Colin Moran is arguably the best pure hitter in this draft class, similar to another former UNC product, Dustin Ackley.  Moran's pure hitting skills might also make him the highest college bat to come off the board, also like Ackley.

However, to mimic Ackley in becoming the number 2 overall pick, Moran will have to improve both his power and defense. Currently, he could end up at first base - where his bat won't play as well - if he doesn't improve at third base, although it's entirely possible for him to be adequate or better at the hot corner.  In addition, Moran will have to do better than the 3 homeruns he hit his sophomore year to see his draft stock skyrocket. 

High School 


Clint Frazier

Measurables: 6'0, 190 lbs
Bats: R, Throws: R
DOB: 09/06/1994
Position: OF
Loganville (Ga.) HS

What Frazier lacks in stature - he only stands at 6'0, although he weighs a study 190 lbs - he makes up for in tools.  He's got plenty of speed and arm, and has a fairly good chance to stick at centerfield.  What really makes Frazier stand apart happens at that plate.

The Georgia native has elite bat speed that gives him the upside that teams crave.  A strong spring and proof that Frazier can stick at centerfield gives him the opportunity to be the first prep outfielder off the board - beating out fellow Georgia product Austin Meadows - with an outside shot of going first overall. 

Kohl Stewart

Measurables: 6'2, 195 lbs
Bats: L, Throws: L
DOB: 08/16/1995
Position: P

Kohl Stewart is actually a two-sport standout, excelling at both baseball and football.  In football, he's a top recruit as a quarterback. His arm strength carries over to the mound with a fastball that sits in the low-to-mid 90's and touches the upper 90's on occasion.

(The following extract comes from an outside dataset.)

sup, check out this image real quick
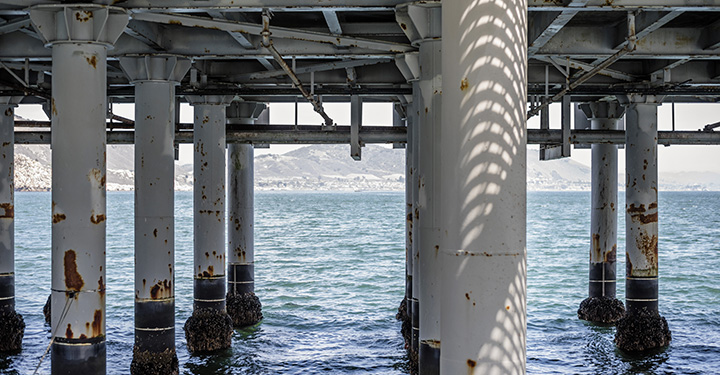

Right now Stewart is more of a thrower than a pitcher, but he shows good athleticism and a solid feel for a slider and changeup.  Stewart is currently committed to Texas A&M in both football and baseball, but unless he has a bad spring or injury, he'll most likely step foot on campus when he gets paid seven figures in the first round in the June MLB draft, most likely in the top half. 

Trey Ball

Measurables: 6'6, 175 lbs
Bats: L, Throws: L
DOB: 06/27/1994
Position: P, OF

Every year, there will be a two-way player that standouts.  This year it's Ball, who doubles both as a left-handed pitcher and an outfielder.  On the mound, Ball sits in the high 80's and touches the low 90's.  In addition, he has a loose arm and an extremely projectable frame.

However, Ball is probably better as a positional player.  In the outfield, his arm translates to a plus arm.  He also has above-average speed, that gives him an outside chance to stick in centerfield.  At the plate, he has a loose left-handed swing that could have both plus future power and future hit tool, giving him a potential five tools. 


  1. So you have done 2 rundowns of players possibly going int he first round and have yet to mention Mark Appel? I am pretty sure, barring injury, he will go in the top 5.